/KD

Primary LanguageJupyter Notebook

KD

This repo covers the implementation of the following paper:

"Data Tells the Truth: A Knowledge Distillation Method for Genomic Survival Analysis by Handling Censoring"

Project home page: https://datatellstruth.github.io/.

Requeirements

Python 3.7.11

Pytorch 1.13.1

numpy 1.21.2

scikit-learn 1.0

tqdm 4.62.4

python setup.py install

Data preparation

All data used in our work are publicly available. You can download the TCGA data from :https://www.synapse.org/#!Synapse:syn4976369.2. Here, we provide processed files in data/raw_data. Data files required for running can be obtained through processing. For instance, you can process data/raw_data/Oncogene_5.txt to obtain the {cancer_type}_gene5.csv. We provide samples in data/sample_data. The folder stucture as follow:

```
data
  |————gene
  |       └——————ACC.csv
  |       └——————ACC_Clean.csv
  |       └——————PAAD.csv
  |       └——————PAAD_Clean.csv
  |       └——————...
  |————location
  |       └——————ACC_gene5.csv
  |       └——————HNSC_gene5.csv
  |       └——————PAAD_gene5.csv
  |       └——————LUAD_gene5.csv
  |       └——————...
  ```

Usage

Path to the data used for running should save in args.csv_folder as csv files, you can use the other data formats to match the dataset in your machine or re-write the Cancer and Cancer_fold class in the dataset.py.
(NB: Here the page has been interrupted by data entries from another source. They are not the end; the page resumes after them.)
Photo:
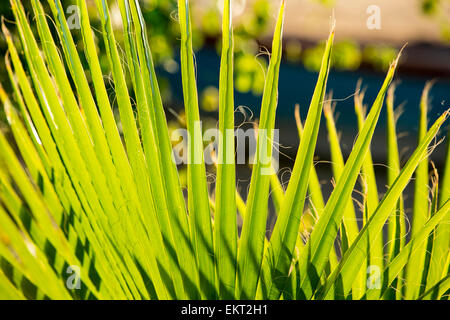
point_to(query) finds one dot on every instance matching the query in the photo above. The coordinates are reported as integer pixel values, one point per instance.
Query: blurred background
(369, 34)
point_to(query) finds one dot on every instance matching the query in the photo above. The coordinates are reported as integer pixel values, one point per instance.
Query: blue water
(297, 86)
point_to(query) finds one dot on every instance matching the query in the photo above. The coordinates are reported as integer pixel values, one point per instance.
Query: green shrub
(82, 200)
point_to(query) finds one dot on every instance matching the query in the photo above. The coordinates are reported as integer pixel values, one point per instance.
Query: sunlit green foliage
(86, 197)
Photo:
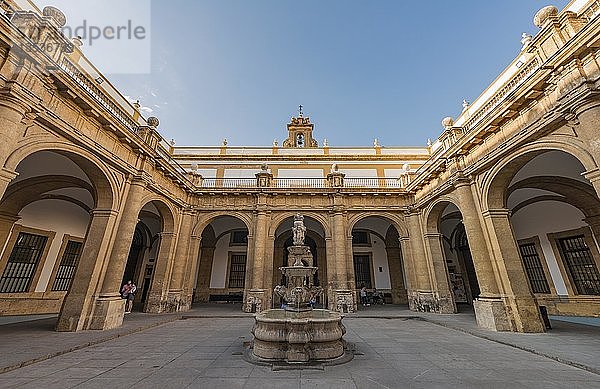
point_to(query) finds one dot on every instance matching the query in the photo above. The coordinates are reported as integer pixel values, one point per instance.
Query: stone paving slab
(205, 353)
(26, 342)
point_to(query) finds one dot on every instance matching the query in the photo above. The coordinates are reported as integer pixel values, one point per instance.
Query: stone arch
(396, 220)
(387, 256)
(497, 180)
(320, 218)
(168, 213)
(204, 219)
(433, 212)
(106, 185)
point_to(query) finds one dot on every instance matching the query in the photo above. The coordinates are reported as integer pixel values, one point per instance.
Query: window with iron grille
(360, 238)
(22, 263)
(580, 264)
(67, 267)
(237, 271)
(362, 271)
(239, 237)
(534, 268)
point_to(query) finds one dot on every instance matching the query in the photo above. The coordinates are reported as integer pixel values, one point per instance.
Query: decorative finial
(76, 40)
(153, 122)
(447, 122)
(526, 40)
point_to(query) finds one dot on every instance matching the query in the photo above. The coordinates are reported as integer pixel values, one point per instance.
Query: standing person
(363, 296)
(130, 297)
(125, 290)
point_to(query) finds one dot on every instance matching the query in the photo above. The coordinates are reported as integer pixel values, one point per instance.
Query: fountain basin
(298, 336)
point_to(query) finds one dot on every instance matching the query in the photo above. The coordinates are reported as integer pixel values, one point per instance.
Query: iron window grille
(534, 268)
(580, 264)
(362, 271)
(22, 263)
(237, 271)
(67, 267)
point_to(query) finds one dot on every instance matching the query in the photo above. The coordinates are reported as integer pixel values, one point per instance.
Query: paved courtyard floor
(395, 351)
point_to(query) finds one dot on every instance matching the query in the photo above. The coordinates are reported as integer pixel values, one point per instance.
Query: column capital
(496, 213)
(592, 175)
(7, 175)
(5, 217)
(103, 212)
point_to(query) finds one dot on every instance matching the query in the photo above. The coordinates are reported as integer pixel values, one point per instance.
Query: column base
(524, 312)
(491, 315)
(108, 313)
(255, 301)
(399, 296)
(342, 301)
(176, 301)
(419, 301)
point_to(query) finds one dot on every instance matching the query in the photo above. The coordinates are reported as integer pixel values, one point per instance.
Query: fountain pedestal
(298, 333)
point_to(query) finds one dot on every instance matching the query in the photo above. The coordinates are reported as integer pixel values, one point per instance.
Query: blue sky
(387, 69)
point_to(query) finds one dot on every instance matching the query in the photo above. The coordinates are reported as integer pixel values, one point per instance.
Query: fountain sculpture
(298, 333)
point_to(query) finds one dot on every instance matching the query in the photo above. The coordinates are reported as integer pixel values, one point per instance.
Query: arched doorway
(377, 259)
(143, 253)
(48, 228)
(315, 240)
(555, 218)
(222, 263)
(456, 280)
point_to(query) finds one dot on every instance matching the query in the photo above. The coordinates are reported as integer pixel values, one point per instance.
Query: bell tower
(300, 132)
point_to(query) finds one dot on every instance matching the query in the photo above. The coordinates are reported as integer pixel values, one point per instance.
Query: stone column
(408, 263)
(593, 222)
(192, 269)
(484, 270)
(80, 309)
(394, 257)
(445, 298)
(6, 177)
(331, 273)
(14, 120)
(109, 302)
(158, 293)
(420, 295)
(204, 273)
(6, 224)
(343, 295)
(256, 299)
(594, 177)
(518, 309)
(176, 300)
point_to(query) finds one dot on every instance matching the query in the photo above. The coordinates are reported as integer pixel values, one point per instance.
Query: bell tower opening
(300, 132)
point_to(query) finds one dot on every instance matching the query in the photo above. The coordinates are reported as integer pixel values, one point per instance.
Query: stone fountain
(298, 333)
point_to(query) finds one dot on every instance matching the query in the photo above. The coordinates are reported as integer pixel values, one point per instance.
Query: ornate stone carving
(299, 230)
(543, 14)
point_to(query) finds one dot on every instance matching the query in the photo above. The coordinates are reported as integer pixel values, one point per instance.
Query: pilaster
(520, 306)
(80, 309)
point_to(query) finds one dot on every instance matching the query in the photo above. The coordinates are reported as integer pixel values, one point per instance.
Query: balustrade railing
(302, 183)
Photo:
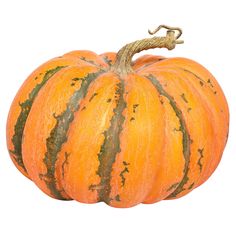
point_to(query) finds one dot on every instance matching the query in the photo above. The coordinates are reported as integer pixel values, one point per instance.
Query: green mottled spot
(184, 98)
(92, 97)
(173, 186)
(134, 107)
(107, 60)
(191, 186)
(132, 119)
(117, 198)
(200, 152)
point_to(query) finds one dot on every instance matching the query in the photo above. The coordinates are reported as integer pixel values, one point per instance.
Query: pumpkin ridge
(183, 128)
(58, 135)
(111, 146)
(25, 110)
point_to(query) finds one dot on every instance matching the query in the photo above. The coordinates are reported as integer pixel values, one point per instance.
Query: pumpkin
(105, 128)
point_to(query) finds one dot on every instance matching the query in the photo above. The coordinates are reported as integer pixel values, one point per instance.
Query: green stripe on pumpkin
(111, 146)
(58, 134)
(25, 110)
(186, 141)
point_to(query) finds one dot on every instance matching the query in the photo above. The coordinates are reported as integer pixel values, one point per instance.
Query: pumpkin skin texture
(81, 130)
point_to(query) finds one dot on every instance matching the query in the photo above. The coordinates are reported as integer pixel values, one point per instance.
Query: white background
(32, 32)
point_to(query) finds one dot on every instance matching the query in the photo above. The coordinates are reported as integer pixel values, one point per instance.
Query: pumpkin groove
(104, 128)
(186, 142)
(111, 145)
(25, 110)
(59, 132)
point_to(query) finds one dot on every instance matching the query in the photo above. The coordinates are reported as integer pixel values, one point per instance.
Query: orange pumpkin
(103, 128)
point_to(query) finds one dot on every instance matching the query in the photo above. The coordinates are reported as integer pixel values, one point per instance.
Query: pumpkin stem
(123, 63)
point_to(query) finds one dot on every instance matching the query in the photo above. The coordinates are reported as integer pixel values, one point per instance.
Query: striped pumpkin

We have encapsulated the methods into a Python library, which includes two trainers: KD_Trainer and KDKA_Trainer. Additionally, there is an evaluation function provided for assessment. Below, we provide an example demonstrating how to use these methods:

from KD.experiment import KD_Trainer, KDKA_Trainer
# For more details about parameters, please refer to the github repository.

#train = KDKA_Trainer(cancer_type='ACC', folder='data/cancer_gene/', resume='', csv_folder='data/', round=25, batch_size=10, output_folder='pth', lr=0.1, dim=5796, seed=42)
train = KD_Trainer(cancer_type='ACC', folder='data/cancer_gene/', resume='', csv_folder='data/', round=25, batch_size=10, output_folder='pth', lr=0.1, dim=5796, seed=42)

We have also provided a runnable notebook file for ease of learning and utilization.